The book was made into a 1966 movie starring George Peppard, James Mason and Ursula Andress.

The New York Times review of “The Blue Max” from March 1964 called the work a “briskly interesting first novel.”

“Jack D. Hunter, who served as an American agent behind the German lines in World War II, writes with impressive authority about Germans and with absolutely astounding authority about the combat airplanes of World War I,” the review stated. “His story moves fast and includes much tersely eloquent conversation.”

Hunter wrote 16 more novels and was honored as a “Literary Legend” by the Florida Heritage Book Festival. He also coached writers at the Times-Union and St. Augustine Record.

His final novel, “The Ace,” about American pilots in World War I was published last fall.

His own dreams of flying were thwarted because he was colorblind. But his fluency in German led the Army to send him to postwar Germany as a counterintelligence agent, an experience that became the basis of his second novel, “The Expendable Spy.”

After military service, Hunter went to work in Wilmington, Del., as a newspaper and radio reporter and later as a congressional aide. Eventually he joined DuPont, the Delaware-based industrial conglomerate, in public relations.

In 1961, the year he turned 40, he picked up a pen and started writing.

In 1980, he and his wife, Shirley, whom everybody called Tommy, moved to St. Augustine.

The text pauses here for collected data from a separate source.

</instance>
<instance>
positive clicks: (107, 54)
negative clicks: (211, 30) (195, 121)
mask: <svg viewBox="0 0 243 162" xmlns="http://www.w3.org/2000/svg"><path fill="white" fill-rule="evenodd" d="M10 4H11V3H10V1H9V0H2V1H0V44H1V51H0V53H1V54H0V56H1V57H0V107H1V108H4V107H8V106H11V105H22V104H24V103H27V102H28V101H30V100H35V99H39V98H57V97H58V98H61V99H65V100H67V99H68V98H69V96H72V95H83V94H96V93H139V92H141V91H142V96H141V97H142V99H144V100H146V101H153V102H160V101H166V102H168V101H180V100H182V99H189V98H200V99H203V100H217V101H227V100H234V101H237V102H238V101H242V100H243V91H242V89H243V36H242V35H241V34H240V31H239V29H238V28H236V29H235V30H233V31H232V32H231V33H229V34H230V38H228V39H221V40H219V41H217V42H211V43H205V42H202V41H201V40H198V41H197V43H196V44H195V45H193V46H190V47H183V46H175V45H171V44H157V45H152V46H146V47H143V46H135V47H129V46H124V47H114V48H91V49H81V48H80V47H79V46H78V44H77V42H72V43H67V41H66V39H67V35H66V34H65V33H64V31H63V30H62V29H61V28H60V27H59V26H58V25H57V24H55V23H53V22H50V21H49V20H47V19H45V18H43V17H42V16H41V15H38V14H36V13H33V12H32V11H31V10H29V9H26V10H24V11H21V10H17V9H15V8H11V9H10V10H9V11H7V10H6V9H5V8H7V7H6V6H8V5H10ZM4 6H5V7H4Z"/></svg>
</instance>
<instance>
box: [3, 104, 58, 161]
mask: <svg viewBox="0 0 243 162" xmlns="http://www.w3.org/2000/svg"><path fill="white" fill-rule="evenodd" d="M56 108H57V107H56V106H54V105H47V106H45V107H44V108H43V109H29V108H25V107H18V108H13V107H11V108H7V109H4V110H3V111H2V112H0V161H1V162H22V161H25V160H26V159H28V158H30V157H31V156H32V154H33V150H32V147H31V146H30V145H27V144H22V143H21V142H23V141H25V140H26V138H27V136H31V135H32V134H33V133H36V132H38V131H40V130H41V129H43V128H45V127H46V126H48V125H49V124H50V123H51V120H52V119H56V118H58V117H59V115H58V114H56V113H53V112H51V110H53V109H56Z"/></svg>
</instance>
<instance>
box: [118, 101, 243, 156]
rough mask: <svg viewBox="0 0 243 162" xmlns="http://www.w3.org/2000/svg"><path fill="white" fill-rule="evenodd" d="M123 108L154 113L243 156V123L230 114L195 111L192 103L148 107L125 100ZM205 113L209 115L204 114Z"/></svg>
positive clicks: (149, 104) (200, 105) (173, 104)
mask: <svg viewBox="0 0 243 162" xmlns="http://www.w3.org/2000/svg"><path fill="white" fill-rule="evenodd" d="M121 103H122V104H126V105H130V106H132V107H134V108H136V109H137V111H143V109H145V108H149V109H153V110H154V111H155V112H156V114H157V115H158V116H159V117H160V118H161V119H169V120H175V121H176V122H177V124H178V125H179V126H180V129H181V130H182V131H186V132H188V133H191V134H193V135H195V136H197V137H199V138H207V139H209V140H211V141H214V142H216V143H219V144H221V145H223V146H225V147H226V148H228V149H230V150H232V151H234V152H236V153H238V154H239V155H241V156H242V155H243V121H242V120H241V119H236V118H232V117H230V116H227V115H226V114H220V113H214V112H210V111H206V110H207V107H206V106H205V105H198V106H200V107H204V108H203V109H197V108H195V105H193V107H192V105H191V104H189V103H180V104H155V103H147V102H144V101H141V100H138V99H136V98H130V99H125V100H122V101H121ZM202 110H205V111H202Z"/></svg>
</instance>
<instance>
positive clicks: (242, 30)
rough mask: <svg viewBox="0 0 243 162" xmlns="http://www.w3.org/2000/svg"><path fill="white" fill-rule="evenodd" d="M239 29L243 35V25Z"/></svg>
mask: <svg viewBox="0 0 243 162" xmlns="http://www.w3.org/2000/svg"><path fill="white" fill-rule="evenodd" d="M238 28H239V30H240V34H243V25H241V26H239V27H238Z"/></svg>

While she operated a gift shop named The Blue Max, he wrote novels and turned his hobby of sketching vintage aircraft into a successful second career. He liked to call himself the “Grandma Moses of aviation art.”

Tommy Hunter died in November 2006. After her death, he wrote “The Ace” and started a regular blog on his Web site, https://www.jackhunter.com.

Hunter announced his retirement on his blog on March 27.

“It’s been a real trip, folks, but I’m hanging up my spurs. I’ve enjoyed writing my blog, as I hope you’ve enjoyed reading it. But, due to my increasing physical weakness, it has become more of a burden than a pleasure, and it’s time, as the old cliche says, to exit stage right.”

Hunter is survived by four children: Jack Hunter Jr. and Jill Hunter of St. Augustine, Lee Higgins of Middletown, Del., and Lyn Cannon, of Solomons, Md.; three grandchildren; and his brother, Robert L. Hunter of Jacksonville. Plans for a memorial service are incomplete. The funeral will be private.